São Paulo, década de 1920. A cidade, ainda provinciana, vivenciava um crescimento sem precedentes que, em pouco tempo, a tornaria o carro-chefe da nação e uma das mais importantes metrópoles das Américas. Neste ambiente moldado por uma minoria enriquecida e por levas de imigrantes, provenientes de diversas partes do Brasil e também do exterior, floresceu um dos movimentos mais férteis da arte brasileira: o modernismo.
Um dos marcos iniciais deste movimento foi a polêmica Semana de Arte Moderna de 1922 que, nos primeiro dias do mês de fevereiro, agitou os salões do Teatro Municipal. Poucos meses após a exposição, chegava a São Paulo uma jovem pintora, proveniente de Paris. Seu nome era Tarsila do Amaral.
A paulista nascida em Capivarí, havia passado uma temporada na Europa, onde estudara em renomadas academias de pintura. Logo após sua chegada se envolveu com os mais proeminentes membros da Semana de 22: Anita Malfatti, Oswald de Andrade, Mário de Andrade e Menotti Del Picchia, compondo o que ficaria conhecido como o Grupo dos Cinco.
Neste começo de século XX, não raramente, a alta sociedade e a intelectualidade paulistana gravitava em torno das novidades que chegavam de Paris. Desta forma, pintura, escultura, arquitetura, literatura, moda, modos de viver e hábitos cotidianos, muitas vezes apresentavam forte sotaque francês. Assim sendo, após se unir a Oswald de Andrade, Tarsila passa uma temporada na Europa, onde manteve contato com grandes mestres do modernismo, principalmente Fernand Léger, de quem herdou alguns gestos na pintura.
Pau-Brasil
Entretanto, este quadro iria se transformar radicalmente com o incipiente movimento modernista brasileiro. Em 1924, Tarsila participa de uma viagem de redescoberta do Brasil, acompanhada pelos amigos modernistas e pelo poeta suiço Blaise Cendrars. Esta viagem, que passou pelo interior do estado de São Paulo e pelas antigas Vilas do Ouro em Minas Gerais, traria significativas mudanças em seu modo de pensar e de agir, reverberando em significativas transformações em sua pintura. O ambiente tropical, a fauna e flora brasileira, as cores do interior “caipira”, como dizia a própria Tarsila, passaram a povoar suas telas e se tornaram um momento especial de sua carreira artística: a fase Pau-Brasil.
Antropofagia – Tupi or not Tupi, that is the question
Esta aproximação com as raízes brasileiras viria ao encontro de uma busca, iniciada ainda nos primeiros anos do século XX, por uma identidade nacional. Esta busca culminou com a tela Abaporu (1928), que se tornaria posteriormente uma de suas obras mais célebres.
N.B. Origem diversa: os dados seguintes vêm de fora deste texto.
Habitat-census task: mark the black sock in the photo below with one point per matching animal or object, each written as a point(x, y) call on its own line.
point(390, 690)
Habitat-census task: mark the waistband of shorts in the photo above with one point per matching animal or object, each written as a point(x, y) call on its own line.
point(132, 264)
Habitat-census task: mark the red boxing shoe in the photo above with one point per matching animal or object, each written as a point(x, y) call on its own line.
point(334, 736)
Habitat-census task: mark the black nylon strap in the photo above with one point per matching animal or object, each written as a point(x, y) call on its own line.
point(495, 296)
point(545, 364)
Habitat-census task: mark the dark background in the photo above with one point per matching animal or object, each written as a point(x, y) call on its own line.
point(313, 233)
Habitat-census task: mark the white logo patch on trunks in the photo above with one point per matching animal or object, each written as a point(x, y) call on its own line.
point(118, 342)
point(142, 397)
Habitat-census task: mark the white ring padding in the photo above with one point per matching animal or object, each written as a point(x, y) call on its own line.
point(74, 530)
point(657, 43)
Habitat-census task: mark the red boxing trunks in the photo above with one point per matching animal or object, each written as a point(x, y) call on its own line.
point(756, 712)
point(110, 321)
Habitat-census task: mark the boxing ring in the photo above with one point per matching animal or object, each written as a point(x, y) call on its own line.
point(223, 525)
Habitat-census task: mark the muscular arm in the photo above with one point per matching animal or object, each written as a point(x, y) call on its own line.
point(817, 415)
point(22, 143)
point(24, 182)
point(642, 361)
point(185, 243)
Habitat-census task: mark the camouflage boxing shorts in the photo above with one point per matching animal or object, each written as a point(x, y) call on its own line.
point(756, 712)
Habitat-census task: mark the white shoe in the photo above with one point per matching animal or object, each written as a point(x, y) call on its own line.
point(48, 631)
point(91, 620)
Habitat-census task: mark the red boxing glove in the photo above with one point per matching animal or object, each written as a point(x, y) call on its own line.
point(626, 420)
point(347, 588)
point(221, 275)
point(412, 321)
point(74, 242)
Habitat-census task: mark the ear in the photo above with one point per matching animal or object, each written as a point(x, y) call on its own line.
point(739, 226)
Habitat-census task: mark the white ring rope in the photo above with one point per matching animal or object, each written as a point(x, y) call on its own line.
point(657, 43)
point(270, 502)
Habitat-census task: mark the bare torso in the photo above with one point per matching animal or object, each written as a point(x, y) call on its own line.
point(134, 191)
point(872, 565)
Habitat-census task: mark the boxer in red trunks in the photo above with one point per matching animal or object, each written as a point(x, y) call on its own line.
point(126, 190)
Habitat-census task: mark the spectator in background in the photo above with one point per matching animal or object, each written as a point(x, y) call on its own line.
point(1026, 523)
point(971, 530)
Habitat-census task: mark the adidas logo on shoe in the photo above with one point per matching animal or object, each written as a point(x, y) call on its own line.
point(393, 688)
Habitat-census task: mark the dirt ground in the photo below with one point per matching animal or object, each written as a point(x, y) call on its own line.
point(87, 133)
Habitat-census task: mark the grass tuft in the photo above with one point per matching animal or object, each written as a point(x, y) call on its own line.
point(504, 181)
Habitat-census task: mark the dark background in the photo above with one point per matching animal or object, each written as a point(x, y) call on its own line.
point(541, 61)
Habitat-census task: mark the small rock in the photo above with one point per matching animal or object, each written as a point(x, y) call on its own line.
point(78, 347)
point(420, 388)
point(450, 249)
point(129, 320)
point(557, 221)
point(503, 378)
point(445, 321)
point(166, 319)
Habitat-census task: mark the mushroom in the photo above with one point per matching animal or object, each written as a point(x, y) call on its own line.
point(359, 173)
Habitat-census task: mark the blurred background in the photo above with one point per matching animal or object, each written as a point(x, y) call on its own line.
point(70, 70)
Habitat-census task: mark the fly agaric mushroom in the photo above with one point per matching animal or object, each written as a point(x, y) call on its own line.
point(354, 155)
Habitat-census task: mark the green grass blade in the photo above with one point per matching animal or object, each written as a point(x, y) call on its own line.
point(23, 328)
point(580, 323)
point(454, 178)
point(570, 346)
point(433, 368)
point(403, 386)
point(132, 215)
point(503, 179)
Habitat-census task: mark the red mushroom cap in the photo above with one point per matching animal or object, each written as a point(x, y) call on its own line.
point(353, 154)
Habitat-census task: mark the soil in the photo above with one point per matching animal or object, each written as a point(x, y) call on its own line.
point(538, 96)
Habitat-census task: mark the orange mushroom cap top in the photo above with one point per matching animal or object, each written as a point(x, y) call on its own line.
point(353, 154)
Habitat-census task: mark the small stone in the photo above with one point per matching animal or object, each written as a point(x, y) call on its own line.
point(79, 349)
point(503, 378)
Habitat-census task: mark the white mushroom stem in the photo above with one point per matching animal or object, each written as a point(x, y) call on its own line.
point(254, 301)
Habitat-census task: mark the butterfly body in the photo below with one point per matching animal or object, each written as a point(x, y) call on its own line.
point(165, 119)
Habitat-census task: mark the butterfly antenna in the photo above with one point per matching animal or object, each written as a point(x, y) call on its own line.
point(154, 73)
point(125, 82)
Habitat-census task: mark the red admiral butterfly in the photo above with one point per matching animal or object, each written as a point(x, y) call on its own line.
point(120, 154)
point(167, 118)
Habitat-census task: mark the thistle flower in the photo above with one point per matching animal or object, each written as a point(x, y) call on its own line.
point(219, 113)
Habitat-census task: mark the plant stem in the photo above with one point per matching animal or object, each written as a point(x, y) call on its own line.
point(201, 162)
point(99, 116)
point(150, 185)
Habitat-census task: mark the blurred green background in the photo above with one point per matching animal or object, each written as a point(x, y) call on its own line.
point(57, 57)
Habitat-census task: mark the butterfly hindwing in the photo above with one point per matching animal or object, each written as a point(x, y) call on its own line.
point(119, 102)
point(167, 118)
O nome Abaporu teria sido criado pelo escritor Raul Bopp e significa, na língua Tupi, “homem que se alimenta de carne humana”. A obra foi um presente de aniversário de Tarsila para seu marido, o escritor Oswald de Andrade. A tela chegou em um momento em que o escritor estava começando a delinear os contornos de um novo movimento que iria envolver a literatura e as artes plásticas: o Movimento Antropofágico, cujo manifesto foi publicado no mesmo ano.
A essência do movimento seria uma reação frente à esmagadora presença da cultura europeia no Brasil. Seria um momento de reflexão sobre os valores da nossa terra. Assim como os índios antropófagos, que se alimentavam do corpo de seus inimigos como forma de absorver sua força e suas qualidades, o Movimento Antropofágico propunha se alimentar da cultura europeia, absorver seus valores e convertê-los em um produto nacional.
Oswald de Andrade, em nítida crítica à sociedade brasileira, insere na abertura de seu manifesto a frase Tupi or not Tupi, that is the question, parafraseando a lendária frase do livro Hamlet de William Shakespeare. A frase aparece ao lado de um desenho do Abaporu.
As temáticas sociais
Em 1931, já separada de Oswald de Andrade, Tarsila faz uma longa viagem à então União Soviética, acompanhada de seu novo marido, o psiquiatra Osório César. Em 1933, já de volta ao Brasil, Tarsila se envolve com a temática social e pinta a tela Operários.
A exposição Tarsila do Amaral: Inventing Modern Art in Brazil, realizada pelo MoMa reúne suas principais obras, produzidas nas décadas de 1920 e 1930. Em cartaz até 03 de Junho.